General Discussion
In reply to the discussion: Yes, lead poisoning could really be a cause of violent crime [View all]HiPointDem
(20,729 posts)The studies surveyed in this review indicate that clinically significant frontal lobe dysfunction is associated with aggressive dyscontrol... No study, however, shows that disorders of prefrontal cortex predict violent crime.
Methodological problems in this literature include a lack of prospective data, small subject numbers and lack of adequate controls for known violence risk factors. Study samples often draw from groups (prisoners, attorney referrals, or those with severe neurological or psychiatric illness) that do not mirror the general population or even the larger criminal population. Reports describing persons charged with violent crimes tend to cite gross measures of brain function with low specificity and questionable clinical significance, while failing sufficiently to relate the clinical data to the specific aggressive behaviours in question.

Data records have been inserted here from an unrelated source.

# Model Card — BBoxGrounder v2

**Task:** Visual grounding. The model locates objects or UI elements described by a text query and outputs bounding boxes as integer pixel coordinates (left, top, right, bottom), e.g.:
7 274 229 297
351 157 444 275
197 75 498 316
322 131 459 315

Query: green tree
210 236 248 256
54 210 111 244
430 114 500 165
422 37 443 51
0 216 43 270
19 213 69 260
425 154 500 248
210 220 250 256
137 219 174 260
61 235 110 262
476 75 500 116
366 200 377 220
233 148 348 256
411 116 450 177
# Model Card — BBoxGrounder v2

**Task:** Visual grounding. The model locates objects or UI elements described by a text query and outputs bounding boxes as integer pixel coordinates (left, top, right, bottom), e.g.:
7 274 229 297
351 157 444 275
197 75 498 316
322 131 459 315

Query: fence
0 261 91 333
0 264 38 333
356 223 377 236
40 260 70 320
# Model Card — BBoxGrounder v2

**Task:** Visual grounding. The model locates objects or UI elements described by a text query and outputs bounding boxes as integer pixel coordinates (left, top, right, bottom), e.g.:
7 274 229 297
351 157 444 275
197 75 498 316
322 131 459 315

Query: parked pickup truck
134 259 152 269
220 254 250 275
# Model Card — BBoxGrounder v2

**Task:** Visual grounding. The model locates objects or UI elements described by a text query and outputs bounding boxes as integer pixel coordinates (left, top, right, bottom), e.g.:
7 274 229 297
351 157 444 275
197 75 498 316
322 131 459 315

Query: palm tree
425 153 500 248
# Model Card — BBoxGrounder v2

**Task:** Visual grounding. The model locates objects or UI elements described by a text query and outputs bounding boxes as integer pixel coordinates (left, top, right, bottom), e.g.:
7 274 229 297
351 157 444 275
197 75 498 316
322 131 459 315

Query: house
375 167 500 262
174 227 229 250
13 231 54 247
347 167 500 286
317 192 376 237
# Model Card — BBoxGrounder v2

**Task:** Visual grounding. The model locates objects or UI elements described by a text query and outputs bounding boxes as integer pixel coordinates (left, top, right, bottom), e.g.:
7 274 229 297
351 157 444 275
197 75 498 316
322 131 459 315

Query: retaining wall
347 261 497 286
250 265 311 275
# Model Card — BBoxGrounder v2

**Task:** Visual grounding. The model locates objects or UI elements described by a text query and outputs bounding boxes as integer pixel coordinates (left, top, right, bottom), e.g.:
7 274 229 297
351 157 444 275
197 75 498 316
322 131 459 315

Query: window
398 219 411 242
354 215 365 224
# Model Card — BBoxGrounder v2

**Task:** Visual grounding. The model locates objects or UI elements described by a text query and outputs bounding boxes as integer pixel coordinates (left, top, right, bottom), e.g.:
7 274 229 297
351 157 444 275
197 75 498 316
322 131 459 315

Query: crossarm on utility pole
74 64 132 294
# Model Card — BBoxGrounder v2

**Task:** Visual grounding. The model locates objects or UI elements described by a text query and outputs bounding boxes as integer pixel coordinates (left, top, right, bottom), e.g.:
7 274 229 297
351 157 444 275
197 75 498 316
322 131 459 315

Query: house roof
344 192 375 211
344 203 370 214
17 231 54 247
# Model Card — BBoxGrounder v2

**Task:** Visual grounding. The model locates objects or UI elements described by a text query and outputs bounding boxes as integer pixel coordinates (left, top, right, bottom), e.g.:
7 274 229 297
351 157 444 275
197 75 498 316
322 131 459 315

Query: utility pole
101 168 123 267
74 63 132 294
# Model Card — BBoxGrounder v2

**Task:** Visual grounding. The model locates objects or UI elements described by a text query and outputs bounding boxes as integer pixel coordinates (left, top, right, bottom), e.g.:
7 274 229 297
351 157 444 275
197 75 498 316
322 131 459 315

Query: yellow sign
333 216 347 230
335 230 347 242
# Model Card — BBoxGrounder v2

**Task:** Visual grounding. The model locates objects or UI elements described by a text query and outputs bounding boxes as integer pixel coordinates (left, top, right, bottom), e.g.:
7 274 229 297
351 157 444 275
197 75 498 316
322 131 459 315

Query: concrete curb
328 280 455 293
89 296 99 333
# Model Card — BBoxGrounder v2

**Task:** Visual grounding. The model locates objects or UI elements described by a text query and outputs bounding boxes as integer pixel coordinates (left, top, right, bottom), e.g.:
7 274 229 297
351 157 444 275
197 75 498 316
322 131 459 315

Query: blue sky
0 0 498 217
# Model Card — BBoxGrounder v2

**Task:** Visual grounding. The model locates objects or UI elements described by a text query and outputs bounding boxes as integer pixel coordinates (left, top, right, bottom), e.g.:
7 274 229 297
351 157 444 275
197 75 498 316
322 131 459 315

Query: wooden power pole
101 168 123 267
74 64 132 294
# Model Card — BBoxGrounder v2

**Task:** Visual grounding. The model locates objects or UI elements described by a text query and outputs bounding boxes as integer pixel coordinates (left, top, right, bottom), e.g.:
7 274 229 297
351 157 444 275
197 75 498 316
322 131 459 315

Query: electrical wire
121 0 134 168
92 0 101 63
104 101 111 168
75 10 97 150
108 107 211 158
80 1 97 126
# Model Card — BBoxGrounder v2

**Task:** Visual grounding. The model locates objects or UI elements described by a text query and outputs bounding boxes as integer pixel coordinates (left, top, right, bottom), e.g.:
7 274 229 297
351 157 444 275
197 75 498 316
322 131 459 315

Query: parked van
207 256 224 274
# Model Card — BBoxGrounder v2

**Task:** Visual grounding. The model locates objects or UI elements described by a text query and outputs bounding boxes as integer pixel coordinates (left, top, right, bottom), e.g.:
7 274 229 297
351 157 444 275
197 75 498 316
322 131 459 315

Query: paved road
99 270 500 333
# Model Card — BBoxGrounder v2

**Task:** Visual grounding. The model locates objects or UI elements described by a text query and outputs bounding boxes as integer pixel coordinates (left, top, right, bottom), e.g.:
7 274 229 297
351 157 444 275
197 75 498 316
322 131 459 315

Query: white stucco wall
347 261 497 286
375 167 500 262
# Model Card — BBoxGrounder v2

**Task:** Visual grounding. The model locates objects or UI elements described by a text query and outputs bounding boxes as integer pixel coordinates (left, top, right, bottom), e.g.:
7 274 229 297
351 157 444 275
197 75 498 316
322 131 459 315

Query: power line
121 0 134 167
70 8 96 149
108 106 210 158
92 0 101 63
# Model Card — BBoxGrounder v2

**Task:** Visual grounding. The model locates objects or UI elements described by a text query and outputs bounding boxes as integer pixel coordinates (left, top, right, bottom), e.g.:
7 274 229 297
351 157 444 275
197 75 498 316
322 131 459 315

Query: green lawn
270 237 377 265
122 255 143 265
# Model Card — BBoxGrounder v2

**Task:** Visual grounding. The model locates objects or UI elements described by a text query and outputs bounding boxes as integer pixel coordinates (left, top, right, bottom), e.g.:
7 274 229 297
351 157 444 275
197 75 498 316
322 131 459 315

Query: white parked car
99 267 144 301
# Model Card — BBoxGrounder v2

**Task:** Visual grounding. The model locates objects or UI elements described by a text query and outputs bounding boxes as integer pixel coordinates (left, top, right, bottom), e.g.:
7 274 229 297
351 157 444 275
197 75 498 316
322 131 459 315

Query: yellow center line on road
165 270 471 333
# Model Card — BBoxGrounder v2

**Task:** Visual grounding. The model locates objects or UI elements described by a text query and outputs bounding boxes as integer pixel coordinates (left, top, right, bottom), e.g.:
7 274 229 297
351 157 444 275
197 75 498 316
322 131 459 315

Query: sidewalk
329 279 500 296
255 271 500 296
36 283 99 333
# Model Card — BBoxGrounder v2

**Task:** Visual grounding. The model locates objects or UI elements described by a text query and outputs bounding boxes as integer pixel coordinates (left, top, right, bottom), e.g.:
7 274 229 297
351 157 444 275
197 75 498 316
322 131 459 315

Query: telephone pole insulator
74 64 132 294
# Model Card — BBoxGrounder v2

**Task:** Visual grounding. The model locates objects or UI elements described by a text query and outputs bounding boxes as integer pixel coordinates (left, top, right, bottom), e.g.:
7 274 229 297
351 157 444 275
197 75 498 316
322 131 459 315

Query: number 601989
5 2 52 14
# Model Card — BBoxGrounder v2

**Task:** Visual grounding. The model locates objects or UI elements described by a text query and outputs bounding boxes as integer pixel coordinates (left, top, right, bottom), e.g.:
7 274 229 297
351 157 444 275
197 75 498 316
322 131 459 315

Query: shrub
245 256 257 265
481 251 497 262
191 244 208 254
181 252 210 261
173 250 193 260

Although the bulk of research on violent and criminal behaviour points to multiple, probably interacting, causal factors, few studies attributing violent crime to frontal lobe dysfunction adequately address concurrent psychosocial variables such as emotional stress, drug and alcohol misuse, physical and sexual abuse, family breakdown, and poverty.
Case descriptions suggest that focal orbitofrontal injury specifically impairs capacities for social judgment, risk avoidance, and empathy that inhibit inappropriate or reflexive aggression. The actual frequency of violent behaviour, however, seems relatively low.
http://jnnp.bmj.com/content/71/6/720.full
that's a review of the relevant literature up to 2001.